Materials and Methods:
We measured hematopoiesis in vitro over 27 weeks in long-term bone marrow cultures from Tlr4−/− and control mice, and irradiation-induced pulmonary fibrosis in mice irradiated to 20 Gy to the thorax.
Results:
There was a significant increase in the duration of hematopoiesis in long-term bone marrow cultures from Tlr4−/− mice in production of total non-adherent cells and day 7 and day 14 multi-lineage colony-forming cells. The histology of bone marrow hematopoietic and stromal cell lines was indistinguishable between different mouse strains. There was no detectable late irradiation pulmonary fibrosis in Tlr4−/− mice.
Conclusion:
Homozygous deletion of both alleles of Tlr4, encoding for an inflammatory mediator receptor, improves the duration of hematopoiesis in vitro and reduces irradiation-induced lung fibrosis.

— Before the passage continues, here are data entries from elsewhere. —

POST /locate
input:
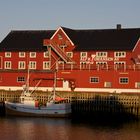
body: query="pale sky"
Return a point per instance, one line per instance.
(75, 14)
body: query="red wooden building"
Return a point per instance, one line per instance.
(101, 60)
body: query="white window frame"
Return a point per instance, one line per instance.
(45, 63)
(21, 79)
(101, 54)
(7, 64)
(22, 54)
(32, 54)
(21, 65)
(8, 54)
(95, 78)
(119, 63)
(120, 54)
(101, 63)
(32, 65)
(83, 56)
(69, 54)
(123, 81)
(46, 54)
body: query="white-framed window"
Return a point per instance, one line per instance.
(94, 79)
(21, 65)
(101, 54)
(123, 80)
(120, 54)
(60, 36)
(83, 55)
(7, 65)
(32, 65)
(120, 63)
(46, 64)
(69, 54)
(8, 54)
(21, 79)
(32, 54)
(46, 54)
(22, 54)
(137, 84)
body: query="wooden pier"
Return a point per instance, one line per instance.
(88, 103)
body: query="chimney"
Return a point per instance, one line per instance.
(118, 26)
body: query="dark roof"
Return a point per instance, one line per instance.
(85, 40)
(25, 40)
(106, 39)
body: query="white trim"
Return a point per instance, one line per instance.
(93, 90)
(136, 45)
(60, 28)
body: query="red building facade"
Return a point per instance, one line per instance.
(85, 60)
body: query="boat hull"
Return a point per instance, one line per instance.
(18, 110)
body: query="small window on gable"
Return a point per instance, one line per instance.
(46, 65)
(123, 80)
(83, 55)
(119, 54)
(60, 36)
(101, 54)
(20, 79)
(21, 54)
(8, 54)
(94, 79)
(46, 54)
(7, 65)
(32, 65)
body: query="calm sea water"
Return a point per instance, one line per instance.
(17, 128)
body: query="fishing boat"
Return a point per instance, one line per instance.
(28, 105)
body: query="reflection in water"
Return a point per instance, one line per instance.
(66, 129)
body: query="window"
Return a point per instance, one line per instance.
(69, 54)
(123, 80)
(60, 36)
(46, 54)
(101, 54)
(119, 54)
(20, 79)
(7, 65)
(21, 54)
(94, 79)
(46, 65)
(8, 54)
(33, 54)
(32, 65)
(137, 84)
(101, 63)
(21, 65)
(83, 55)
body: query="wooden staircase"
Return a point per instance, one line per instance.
(57, 49)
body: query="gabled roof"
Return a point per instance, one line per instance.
(84, 40)
(106, 39)
(25, 40)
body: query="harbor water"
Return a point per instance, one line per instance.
(25, 128)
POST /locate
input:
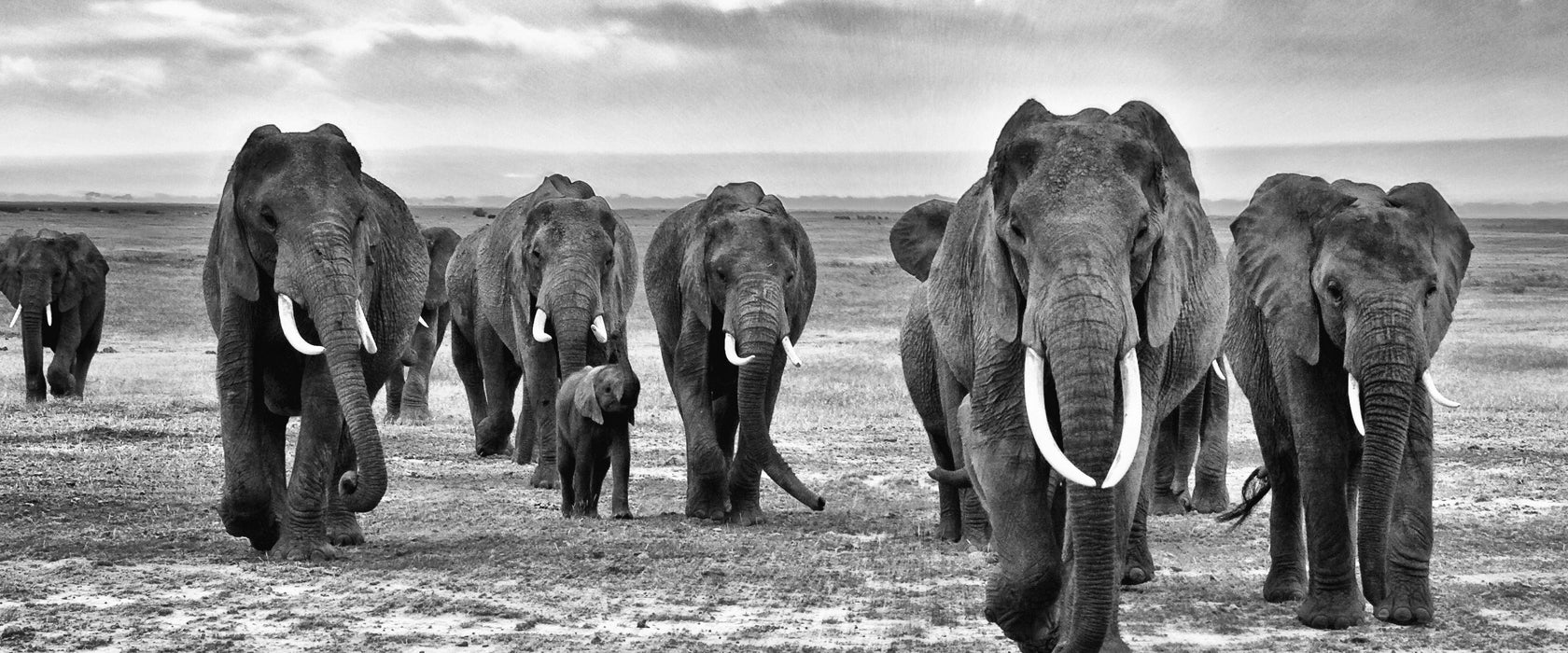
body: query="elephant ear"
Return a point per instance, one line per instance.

Keywords: Hematopoiesis, long-term bone marrow cultures, TLR4
Toll-like receptors (TLRs) have been demonstrated to be critically important in the recruitment of inflammatory cells including T-lymphocytes, B-lymphocytes, monocytes, and polymorphonuclear leukocytes. TLRs are involved in both the acute and chronic inflammatory response in a variety of diseases including infections, common autoimmune diseases, and the response of organs and organ systems to inflammatory stimuli. Recent studies have demonstrated that TLRs are a component of the late reaction of the C57BL/6J mouse lung to thoracic irradiation and an increase in Tlr4 has been associated with migration into the lungs of bone marrow-derived progenitors of the fibroblasts representing radiation pulmonary fibrosis (1). In contrast, Tlr1–3, and Tlr 6–9 were not up-regulated in C57BL/6J mouse lung at the time of initiation of pulmonary fibrosis, suggesting that Tlr4 might be a unique member of the TLR family involved in the late inflammatory response.
An organ culture system for bone marrow, long-term bone marrow cultures (LTBMCs), has been utilized to analyze the effect of homologous recombinant deletion of components of the transforming growth factor-beta (TGFβ) signaling pathway also associated with pulmonary fibrosis. Prior studies with LTBMCs from SMAD family member 3 (Smad3−/−) mouse demonstrated improvement in longevity by elimination of the TGFβ response system in vitro. Bone marrow stromal cell lines derived from adherent layers of LTBMCs from Smad3−/− mice (2) demonstrated decreased capacity for migration into the lung of irradiated mice (3). In the present studies, we sought to determine whether marrow derived from Tlr4−/− mice demonstrated altered duration of hematopoiesis and whether the hypothesized increase in duration of hematopoiesis might be associated with stable adherence to the stromal cell layer of the progenitors of the hematopoietic stem cells, and decreased attachment of negative regulatory cells in long-term bone marrow cultures.
Materials and Methods
LTBMCs.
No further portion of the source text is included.